WASHINGTON – Retired Marine fighter pilot Amy McGrath announced her 2020 candidacy against Senate Majority Leader Mitch McConnell in a three-minute video posted to Twitter on Tuesday morning in which she blamed the Kentucky Republican for dysfunction in Washington.
“Everything that’s wrong in Washington had to start someplace. How did it come to this?” McGrath, a Democrat, said in the video.
She added: “Well, it started with this man (McConnell), who was elected a lifetime ago, and who has bit by bit, year by year, turned Washington in something we all despise. Where dysfunction and chaos are political weapons. Where budgets and health care and the Supreme Court are held hostage. A place where ideals go to die.”
McGrath, 44, graduated from the U.S. Naval Academy in 1997 with a degree in political science. She served 20 years in the Marine Corps and is the first woman to fly an F/A-18 Hornet in combat. She ultimately flew more than 85 combat missions, including Iraq and Afghanistan.

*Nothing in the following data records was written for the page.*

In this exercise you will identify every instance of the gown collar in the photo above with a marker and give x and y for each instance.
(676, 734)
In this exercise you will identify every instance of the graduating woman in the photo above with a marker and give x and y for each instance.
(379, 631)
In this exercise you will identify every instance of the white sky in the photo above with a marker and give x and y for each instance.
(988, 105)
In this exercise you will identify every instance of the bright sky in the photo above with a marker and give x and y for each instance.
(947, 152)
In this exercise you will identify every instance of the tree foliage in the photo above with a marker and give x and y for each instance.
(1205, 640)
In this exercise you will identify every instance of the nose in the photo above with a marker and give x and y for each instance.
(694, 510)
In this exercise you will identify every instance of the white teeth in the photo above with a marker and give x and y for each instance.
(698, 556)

I’m running to replace Mitch McConnell in the U.S. Senate. Everything that’s wrong with Washington had to start somewhere—it started with him. With your help, we can defeat Mitch and defend democracy. Join us: https://t.co/c4b0WAp4ji pic.twitter.com/DNLjFkHGua
— Amy McGrath (@AmyMcGrathKY) July 9, 2019
In 2011, she was assigned to work as a congressional fellow in the office of Rep. Susan Davis (D-Calif.), serving as the lawmaker’s defense and foreign affairs policy adviser. McGrath worked at the Pentagon from 2012-13 at Headquarters Marine Corps, Strategy & Plans Division, International Affairs Branch, as the Marine Corps’ liaison to other federal agencies.
In 2014, McGrath earned an M.A. in global security studies from Johns Hopkins University. She also has a graduate certificate in legislative studies from Georgetown University.

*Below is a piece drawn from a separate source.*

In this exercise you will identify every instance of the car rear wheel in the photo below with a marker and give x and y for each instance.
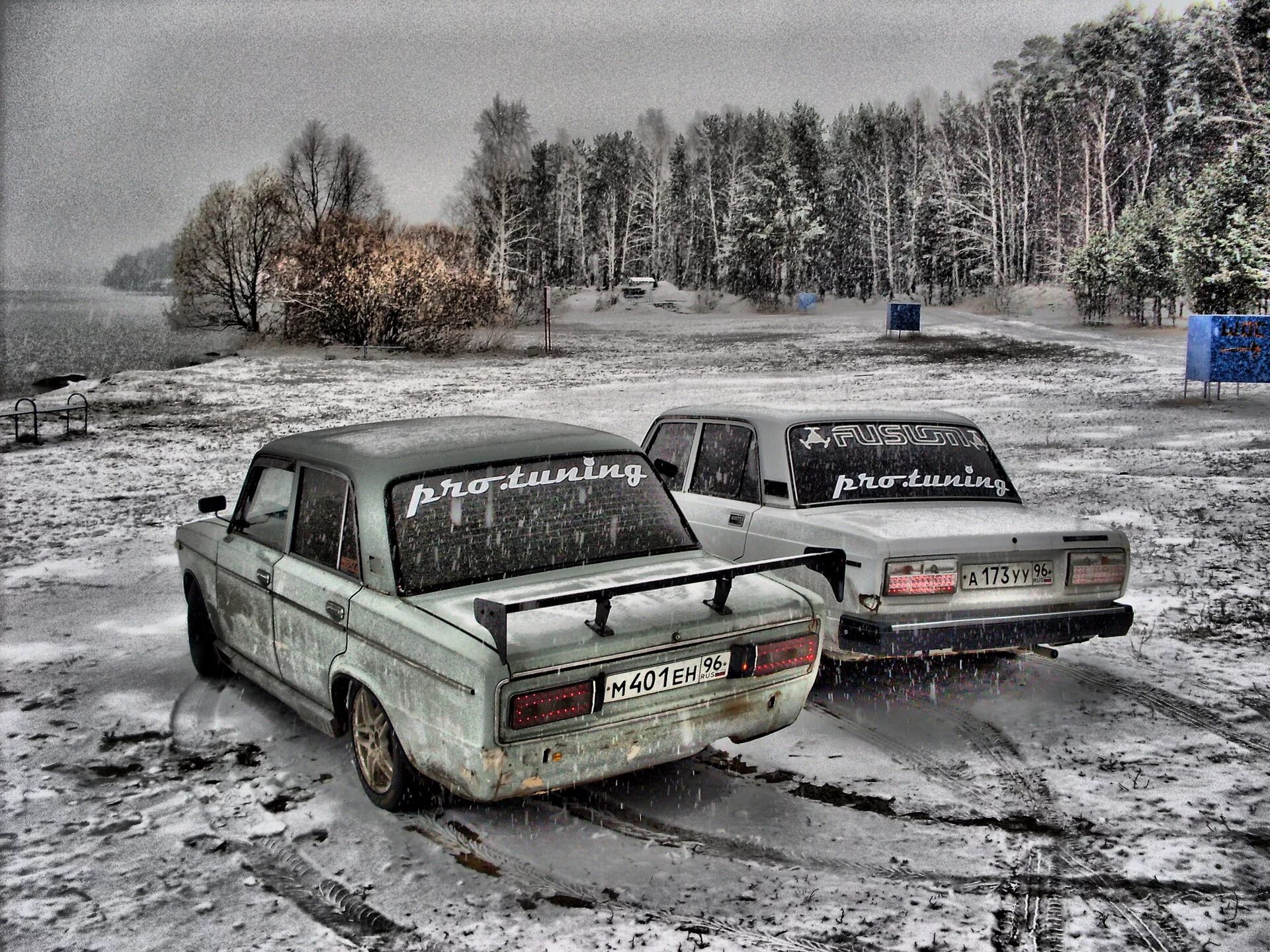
(385, 772)
(202, 639)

The mother of three, who is married to fellow Naval Academy graduate Erik Henderson, retired from the military as a lieutenant colonel in 2017.
McGrath ran for Congress last year and lost to incumbent GOP Rep. Andy Barr by about 3 percentage points. Her candidacy against McConnell is considered a long-shot by far.

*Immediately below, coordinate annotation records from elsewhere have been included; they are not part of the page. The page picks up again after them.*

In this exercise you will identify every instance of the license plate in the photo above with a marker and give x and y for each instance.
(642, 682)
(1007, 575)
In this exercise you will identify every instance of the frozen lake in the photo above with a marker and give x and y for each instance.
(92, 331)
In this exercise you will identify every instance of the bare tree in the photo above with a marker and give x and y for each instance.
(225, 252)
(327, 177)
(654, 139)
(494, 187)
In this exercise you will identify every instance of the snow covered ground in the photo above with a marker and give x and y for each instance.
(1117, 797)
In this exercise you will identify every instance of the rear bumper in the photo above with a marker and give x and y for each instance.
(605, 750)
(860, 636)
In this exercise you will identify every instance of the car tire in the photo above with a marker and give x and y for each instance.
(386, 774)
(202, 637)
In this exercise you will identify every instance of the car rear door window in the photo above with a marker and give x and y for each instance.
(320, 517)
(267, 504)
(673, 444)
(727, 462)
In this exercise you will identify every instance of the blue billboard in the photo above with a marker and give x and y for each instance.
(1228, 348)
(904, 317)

McConnell is the highest-ranking member of the Senate and has served in the body since 1985. He is a shrewd political operator and is considered by many pundits to be an institution on Capitol Hill.
Moreover, Kentucky is one of the most reliably Republican states in the nation.
Then-candidate-and-now-President Donald Trump won Kentucky by nearly 30 points in 2016.